Banana Bread Waffles
Well - the name says it all! Banana Bread Waffles. Yummy, Banana-y, delightful.

These are healthy, whole wheat, Vegan, no oil. They're not as sweet as traditional Banana Bread. If that bothers you, you can toss in a little of any favorite sweetener that bakes well (if it is a liquid, like agave or honey, you might want to very slightly reduce the water). But, in our family, we like these just this way.

Banana Bread Waffles
Stir Together
1 Cup stuffedveggies Pancake & Waffle Mix
1 Tablespoon Tapioca Starch*
Then Stir in:
1 Mashed Ripe Banana (1/2 cup mashed Banana)
1 Cup Water

Prepare according to the directions for your waffle maker.

Here are a few tips that work with my Waffle Iron:
I brush the Iron with a little oil from a pastry brush before each waffle is made. A non-stick spray should also work.
I use a 1/4 cup batter per waffle.
I spread the batter around in the form with the back of a spoon before I close the Iron.
I wait until the light has gone off AND the steaming has almost completely stopped before I open the Iron to remove the waffle.

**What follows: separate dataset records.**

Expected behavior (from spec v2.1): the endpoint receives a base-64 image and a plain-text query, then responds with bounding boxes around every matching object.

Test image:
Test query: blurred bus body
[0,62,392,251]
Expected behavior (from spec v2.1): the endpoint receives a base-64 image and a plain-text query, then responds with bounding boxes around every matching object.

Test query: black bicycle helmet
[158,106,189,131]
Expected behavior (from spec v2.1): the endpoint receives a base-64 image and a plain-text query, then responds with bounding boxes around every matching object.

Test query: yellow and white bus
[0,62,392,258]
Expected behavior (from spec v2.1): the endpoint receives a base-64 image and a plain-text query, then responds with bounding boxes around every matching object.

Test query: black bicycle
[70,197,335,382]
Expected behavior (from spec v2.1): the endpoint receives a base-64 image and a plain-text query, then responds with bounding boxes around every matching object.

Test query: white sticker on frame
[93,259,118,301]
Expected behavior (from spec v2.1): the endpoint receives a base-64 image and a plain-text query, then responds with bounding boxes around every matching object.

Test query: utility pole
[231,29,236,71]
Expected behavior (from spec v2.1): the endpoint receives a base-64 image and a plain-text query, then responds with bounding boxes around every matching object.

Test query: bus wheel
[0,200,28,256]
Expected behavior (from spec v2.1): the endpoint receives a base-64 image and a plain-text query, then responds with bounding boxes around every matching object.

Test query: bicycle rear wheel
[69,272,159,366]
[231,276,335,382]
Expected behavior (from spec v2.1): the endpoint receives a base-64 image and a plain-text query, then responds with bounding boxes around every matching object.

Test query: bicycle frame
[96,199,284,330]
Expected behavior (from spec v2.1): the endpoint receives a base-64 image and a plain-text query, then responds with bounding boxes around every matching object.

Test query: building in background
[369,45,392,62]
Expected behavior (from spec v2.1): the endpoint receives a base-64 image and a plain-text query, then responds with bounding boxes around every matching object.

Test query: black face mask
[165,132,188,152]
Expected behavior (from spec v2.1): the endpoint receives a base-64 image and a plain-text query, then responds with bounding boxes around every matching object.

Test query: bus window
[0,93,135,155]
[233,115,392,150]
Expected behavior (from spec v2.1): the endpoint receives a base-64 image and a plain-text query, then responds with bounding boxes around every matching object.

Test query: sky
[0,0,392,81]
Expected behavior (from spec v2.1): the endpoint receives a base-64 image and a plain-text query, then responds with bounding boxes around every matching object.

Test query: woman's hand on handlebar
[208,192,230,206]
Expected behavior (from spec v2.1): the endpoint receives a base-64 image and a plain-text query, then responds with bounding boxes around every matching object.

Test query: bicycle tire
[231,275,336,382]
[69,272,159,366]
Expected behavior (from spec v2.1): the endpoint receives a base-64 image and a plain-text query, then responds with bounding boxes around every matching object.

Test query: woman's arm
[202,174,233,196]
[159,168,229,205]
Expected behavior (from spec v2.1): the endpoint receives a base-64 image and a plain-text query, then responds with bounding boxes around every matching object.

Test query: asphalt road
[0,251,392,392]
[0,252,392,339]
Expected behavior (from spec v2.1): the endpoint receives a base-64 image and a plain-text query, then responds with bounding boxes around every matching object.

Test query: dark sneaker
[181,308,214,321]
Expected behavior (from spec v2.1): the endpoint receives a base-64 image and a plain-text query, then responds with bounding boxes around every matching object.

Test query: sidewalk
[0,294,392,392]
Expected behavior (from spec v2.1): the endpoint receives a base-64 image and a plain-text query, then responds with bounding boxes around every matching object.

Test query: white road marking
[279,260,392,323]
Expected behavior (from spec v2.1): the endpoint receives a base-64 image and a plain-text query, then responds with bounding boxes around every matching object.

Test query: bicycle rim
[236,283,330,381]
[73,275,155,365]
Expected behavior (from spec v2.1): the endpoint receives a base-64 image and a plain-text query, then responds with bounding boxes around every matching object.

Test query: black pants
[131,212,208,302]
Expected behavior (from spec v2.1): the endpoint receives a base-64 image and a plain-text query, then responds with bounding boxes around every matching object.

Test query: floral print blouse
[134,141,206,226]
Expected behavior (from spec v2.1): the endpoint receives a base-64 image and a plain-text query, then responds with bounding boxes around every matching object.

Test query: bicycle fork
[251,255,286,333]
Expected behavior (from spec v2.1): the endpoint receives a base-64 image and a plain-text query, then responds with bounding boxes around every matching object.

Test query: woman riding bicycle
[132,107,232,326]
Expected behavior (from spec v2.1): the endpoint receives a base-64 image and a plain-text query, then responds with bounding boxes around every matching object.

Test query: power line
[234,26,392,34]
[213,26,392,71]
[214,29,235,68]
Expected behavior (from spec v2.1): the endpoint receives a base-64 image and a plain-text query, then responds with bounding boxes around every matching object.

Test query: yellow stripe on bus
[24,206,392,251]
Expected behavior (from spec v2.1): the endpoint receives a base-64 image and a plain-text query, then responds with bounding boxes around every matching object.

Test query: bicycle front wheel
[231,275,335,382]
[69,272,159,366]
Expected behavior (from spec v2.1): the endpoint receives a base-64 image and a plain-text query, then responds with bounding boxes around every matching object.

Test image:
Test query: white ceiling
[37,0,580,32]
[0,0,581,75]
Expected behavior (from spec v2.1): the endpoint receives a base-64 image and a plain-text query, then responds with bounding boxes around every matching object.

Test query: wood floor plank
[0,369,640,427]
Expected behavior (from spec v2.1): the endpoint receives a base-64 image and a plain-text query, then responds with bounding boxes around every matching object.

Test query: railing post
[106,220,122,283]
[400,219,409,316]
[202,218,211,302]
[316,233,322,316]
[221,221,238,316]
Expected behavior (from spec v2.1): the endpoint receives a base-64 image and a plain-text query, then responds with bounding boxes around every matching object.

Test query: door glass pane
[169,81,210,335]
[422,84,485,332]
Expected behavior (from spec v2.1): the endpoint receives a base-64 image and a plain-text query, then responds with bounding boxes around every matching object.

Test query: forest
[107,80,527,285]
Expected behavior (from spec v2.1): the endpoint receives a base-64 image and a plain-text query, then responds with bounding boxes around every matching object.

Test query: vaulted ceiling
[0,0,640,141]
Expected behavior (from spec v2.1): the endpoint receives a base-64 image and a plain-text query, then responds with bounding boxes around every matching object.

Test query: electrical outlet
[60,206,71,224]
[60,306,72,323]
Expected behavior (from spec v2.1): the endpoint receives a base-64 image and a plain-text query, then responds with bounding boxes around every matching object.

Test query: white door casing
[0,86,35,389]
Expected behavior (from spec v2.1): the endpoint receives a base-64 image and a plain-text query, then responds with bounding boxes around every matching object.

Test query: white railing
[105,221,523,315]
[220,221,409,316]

*The Tapioca Starch helps provide a nice crispy edge to the waffle without the addition of oil to the recipe. It can be omitted or cornstarch may be substituted, if you cannot find Tapioca Starch.

Freezer directions: These are VERY freezer friendly! I let them cool on a wire rack, and put them in a plastic freezer container with a sheet of waxed paper between each one. When I want Waffles for breakfast, I simply remove the desired number from the box, and heat them in the Toaster Oven. They actually are better after toasting than they are fresh out of the Iron!